Massive outage in Salesforce systems last weekend

Web application penetration testing specialists reported that Salesforce, the well-known software as a service company, suffered a massive disruption to its service over the lasrt weekend. The service was partially restored during the last few hours, although the company’s recovery process is not yet concluded.

This massive drop in service was triggered by a script error that affected all of Pardot’s clients, marketing automation software; in addition, a database script inadvertently provided users with broader access to data with levels of high privilege access.

Through social media, mainly Twitter, multiple users showed their displeasure with the incident:  “The outage in Salesforce means that I can’t do my job regularly; half of the tabs are missing”, the user @RBfree850 tweeted.

The first step that Salesforce took in response to this incident was to disable any access to the company’s customers, not just Pardot’s customers, while the incident was corrected, web application penetration testing specialists mentioned.

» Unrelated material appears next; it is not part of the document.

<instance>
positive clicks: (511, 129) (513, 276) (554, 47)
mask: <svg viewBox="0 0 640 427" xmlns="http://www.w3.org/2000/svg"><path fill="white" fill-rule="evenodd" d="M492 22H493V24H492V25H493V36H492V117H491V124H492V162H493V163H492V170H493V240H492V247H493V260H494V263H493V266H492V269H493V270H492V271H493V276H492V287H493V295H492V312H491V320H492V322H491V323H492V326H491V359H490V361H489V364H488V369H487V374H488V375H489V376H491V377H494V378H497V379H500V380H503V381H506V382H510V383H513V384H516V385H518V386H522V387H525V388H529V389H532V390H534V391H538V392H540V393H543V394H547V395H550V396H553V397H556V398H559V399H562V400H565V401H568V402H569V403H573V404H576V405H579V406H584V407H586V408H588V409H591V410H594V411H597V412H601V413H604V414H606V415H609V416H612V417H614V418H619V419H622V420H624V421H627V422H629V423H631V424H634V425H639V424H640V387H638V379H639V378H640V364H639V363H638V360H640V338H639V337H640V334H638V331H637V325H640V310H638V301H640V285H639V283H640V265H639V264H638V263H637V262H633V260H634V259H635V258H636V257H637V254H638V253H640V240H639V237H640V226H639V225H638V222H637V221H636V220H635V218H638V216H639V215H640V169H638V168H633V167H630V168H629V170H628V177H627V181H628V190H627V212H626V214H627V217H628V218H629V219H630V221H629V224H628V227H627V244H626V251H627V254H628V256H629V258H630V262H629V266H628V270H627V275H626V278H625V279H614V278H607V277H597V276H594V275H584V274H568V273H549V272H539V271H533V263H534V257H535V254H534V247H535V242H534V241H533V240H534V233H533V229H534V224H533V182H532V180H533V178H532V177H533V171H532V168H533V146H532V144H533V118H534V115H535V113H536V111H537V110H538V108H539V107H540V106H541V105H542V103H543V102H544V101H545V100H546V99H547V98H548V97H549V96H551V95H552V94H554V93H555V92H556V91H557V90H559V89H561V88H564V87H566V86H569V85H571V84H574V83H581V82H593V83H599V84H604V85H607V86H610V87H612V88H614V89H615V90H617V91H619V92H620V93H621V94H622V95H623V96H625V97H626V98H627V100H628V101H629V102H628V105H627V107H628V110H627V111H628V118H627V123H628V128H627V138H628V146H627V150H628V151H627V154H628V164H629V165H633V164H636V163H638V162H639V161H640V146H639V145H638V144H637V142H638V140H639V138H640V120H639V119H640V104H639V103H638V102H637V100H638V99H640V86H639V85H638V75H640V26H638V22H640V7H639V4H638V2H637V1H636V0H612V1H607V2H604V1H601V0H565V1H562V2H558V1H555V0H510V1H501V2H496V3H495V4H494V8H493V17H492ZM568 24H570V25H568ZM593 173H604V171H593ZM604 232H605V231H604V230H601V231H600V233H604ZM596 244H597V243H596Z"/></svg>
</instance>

Subsequently, the company restored access to users who were not affected by the incident, which meant that regular Salesforce users were able to normalize their activities. However, things were different for users of the Pardot software, because in this case only system administrators were able to recover their access.

Administrators must then rebuild the user profiles and grant the corresponding access permissions. Although this might sound like a really tedious process, web application penetration testing experts say it’s possible to deploy existing backups from the software’s sandbox.

According to the experts from the International Institute of Cyber Security (IICS), this is a clear example of a risk of cybersecurity is originated not necessarily by threat actors, but by a poorly implemented information security policy. Companies need to restrict as much as possible the number of people with high access privileges to the critical systems and data of an organization; a more proactive information security policy can be the difference between a safe environment and one that is exposed to higher external risks.